Expect a lot of reports about the Pebble Mine in the coming future, now that the Environmental Protection Agency granted permission to Pebble Limited Partnership to apply for a federal permit.
With Bristol Bay’s salmon fishing industry vehemently opposing the project altogether, Pebble Limited Partnership has announced its intention to scale down the project to some degree – which probably won’t appease too many opponents of any mining in Bristol Bay – the Alaska Dispatch News reported that even smaller doesn’t mean easier in terms of getting the mine going.
Here’s ADN reporter Alex DeMarban with more:
Officials with Northern Dynasty Minerals, Pebble’s parent company, said Friday they were not ready to release details about the proposal. But in a conference call with investors, they described plans for a smaller project with strong environmental protections.
Mike Heatwole, spokesman for the project, said the company would soon release details about its new plan.
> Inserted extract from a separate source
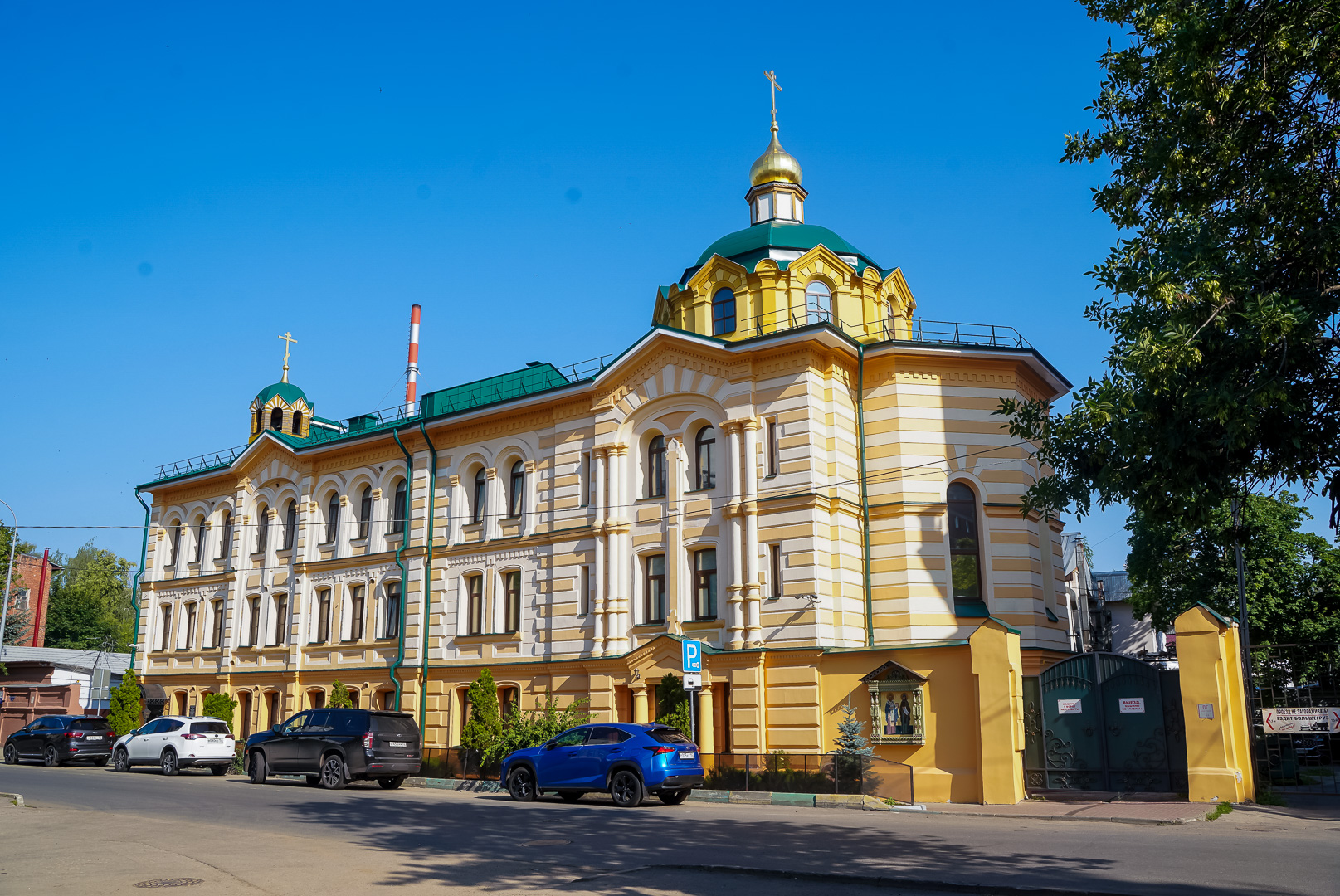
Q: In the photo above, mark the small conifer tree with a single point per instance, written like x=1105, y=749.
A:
x=124, y=709
x=339, y=697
Dennis McLerran, the former EPA regional administrator who led the 2014 Bristol Bay Watershed Assessment, said on Friday he believes the mine will never be developed.
One problem is the huge development costs, in part because the site is so remote, while the capital cost of removing precious metals from the low-grade ore is high.
But following news of the settlement Friday, McLerran also said he was concerned that under a Trump administration, Pebble has a chance of advancing toward development by “gaming” the permitting review process with a small-mine concept.
“Then the foot is in the door and the long-term expansion potential is there,” said McLerran, an Obama presidential appointee who resigned from the EPA in December.
But the obstacles and anger over the project will likely keep this plan a difficult one to execute. More from the report:
Heatwole said on Friday it’s “speculation” to examine possible development scenarios until Pebble can present a proposal in the coming weeks.
“This is exactly the process that EPA engaged in with its pre-emptive actions against the project,” he said.
“Today’s focus is on the settlement and getting the project back on the established path for evaluating resource projects,” he said.
Mine opponents from the Bristol Bay region have said even a small mine will devastate the salmon fishery commercial and subsistence fishermen rely on.
“We are not fooled by them and no one should be,” said Alannah Hurley, with United Tribes of Bristol Bay.